Wird dagegen auf das Datum der eingeschriebenen Sendung vom 4. Mai 2007
abgestellt, lief die Frist zu diesem Zeitpunkt noch.

Darauf kommt es aber nicht an. Entscheidend ist vielmehr, dass der
Beschwerdeführer, soweit aus den Akten ersichtlich, kein einziges Mal bei der
Geschäftsleitung des Kantonsrats nachgefragt hat, wann mit der Behandlung
seines "Corrigendums" durch den Kantonsrat zu rechnen sei bzw. weshalb dieses
nicht auf die Geschäftsliste des Kantonsrates gesetzt worden sei.

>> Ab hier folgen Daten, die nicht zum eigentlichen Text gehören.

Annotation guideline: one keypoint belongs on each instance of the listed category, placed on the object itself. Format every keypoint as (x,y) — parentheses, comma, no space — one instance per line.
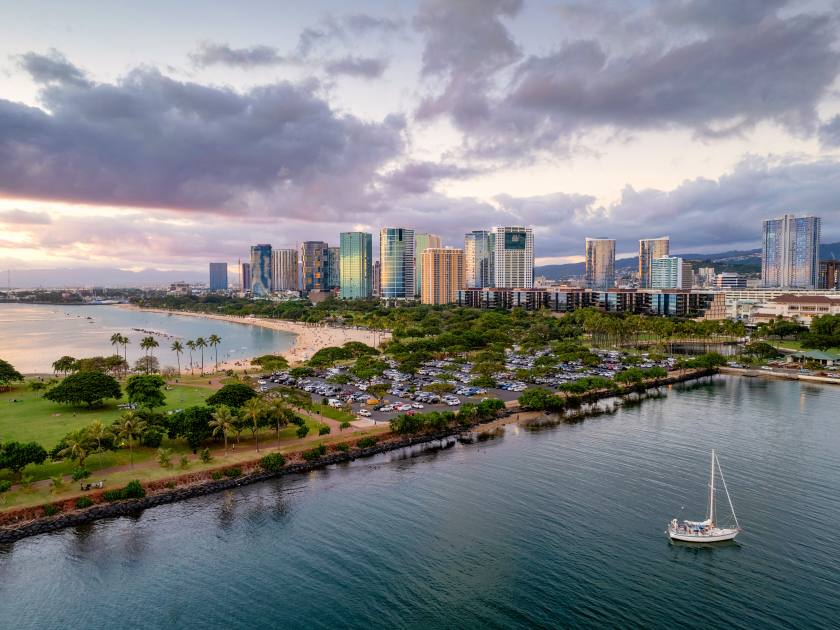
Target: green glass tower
(356,266)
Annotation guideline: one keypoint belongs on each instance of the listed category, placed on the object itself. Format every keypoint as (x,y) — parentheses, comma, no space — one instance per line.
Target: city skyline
(432,149)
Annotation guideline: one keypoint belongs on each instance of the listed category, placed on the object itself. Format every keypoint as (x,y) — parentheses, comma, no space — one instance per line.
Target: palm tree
(214,342)
(253,409)
(77,447)
(222,422)
(178,348)
(201,343)
(131,426)
(98,431)
(280,414)
(191,346)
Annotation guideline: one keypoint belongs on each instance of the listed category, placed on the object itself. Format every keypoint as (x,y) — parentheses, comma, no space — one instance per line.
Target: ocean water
(33,336)
(557,527)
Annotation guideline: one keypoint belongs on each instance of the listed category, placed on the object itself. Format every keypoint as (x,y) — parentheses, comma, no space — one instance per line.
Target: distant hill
(742,261)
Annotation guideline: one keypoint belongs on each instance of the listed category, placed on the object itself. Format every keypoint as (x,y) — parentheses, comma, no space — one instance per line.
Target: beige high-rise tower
(443,275)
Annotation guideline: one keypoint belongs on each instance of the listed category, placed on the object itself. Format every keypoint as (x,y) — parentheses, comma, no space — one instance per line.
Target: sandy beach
(309,338)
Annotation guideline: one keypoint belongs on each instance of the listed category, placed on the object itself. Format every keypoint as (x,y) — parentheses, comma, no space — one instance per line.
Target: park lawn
(34,418)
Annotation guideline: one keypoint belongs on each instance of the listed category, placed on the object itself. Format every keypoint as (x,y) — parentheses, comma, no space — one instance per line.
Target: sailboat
(706,531)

Nach der bundesgerichtlichen Rechtsprechung hängt die zulässige
Verfahrensdauer auch vom Verhalten der Partei selbst ab; insbesondere wird
von dieser erwartet, dass sie nicht tatenlos auf einen Entscheid wartet,
sondern die Behörde auf die Verzögerung hinweist und einen alsbaldigen
Entscheid anmahnt (1P.609/1993 vom 26. April 1994 E. 3, publ. in ZBl 96/1995
S. 174).
Dies wäre jedenfalls im vorliegenden Fall geboten gewesen, weil weder aus der
Eingabe des "Corrigendums" (ohne Begleitschreiben) noch aus seiner Aufmachung
(Umschlag, Titel, etc.) ersichtlich war, dass es sich inhaltlich um eine neue
Einzelinitiative handelte, die mit derjenigen vom 1. März 2007 nicht
identisch war, und deshalb eine neue Beurteilung erforderte. Erst ein
Vergleich des Initiativtextes mit dem geltenden Gesundheitsgesetz vom 4.
November 1962 einerseits und dem totalrevidierten Gesundheitsgesetz vom 2.
April 2007 andererseits ergibt, dass im "Corrigendum" nicht mehr die
Abänderung des geltenden, sondern des neuen, noch nicht in Kraft getretenen
Gesundheitsgesetzes verlangt wird.

Das Vorgehen des Beschwerdeführers, wie auch der Ausdruck "Corrigendum",
mussten bei der Geschäftsleitung des Kantonsrats den Eindruck erwecken, es
handle sich um eine unterschriebene Fassung der ursprünglichen
Einzelinitiative vom 1. März 2007, weshalb die Geschäftsleitung keinen Anlass
hatte, auf ihr Schreiben vom 8. März 2007 zurückzukommen. Hätte der
Beschwerdeführer in einem Begleitschreiben oder in einer späteren Anfrage
darauf hingewiesen, dass es sich inhaltlich um eine neue Einzelinitiative
handelt, die sich auf das neue Gesundheitsgesetz bezieht, hätte er mit
Sicherheit vor Beschwerdeerhebung eine Antwort der Geschäftsleitung erhalten,
ob, wann und wie der Kantonsrat die Einzelinitiative zu behandeln gedenke.

3.
Unter diesen Umständen erweist sich die Rechtsverzögerungsbeschwerde als
verfrüht und deshalb als offensichtlich unbegründet und ist im Verfahren
gemäss Art. 109 Abs. 2 lit a BGG abzuweisen.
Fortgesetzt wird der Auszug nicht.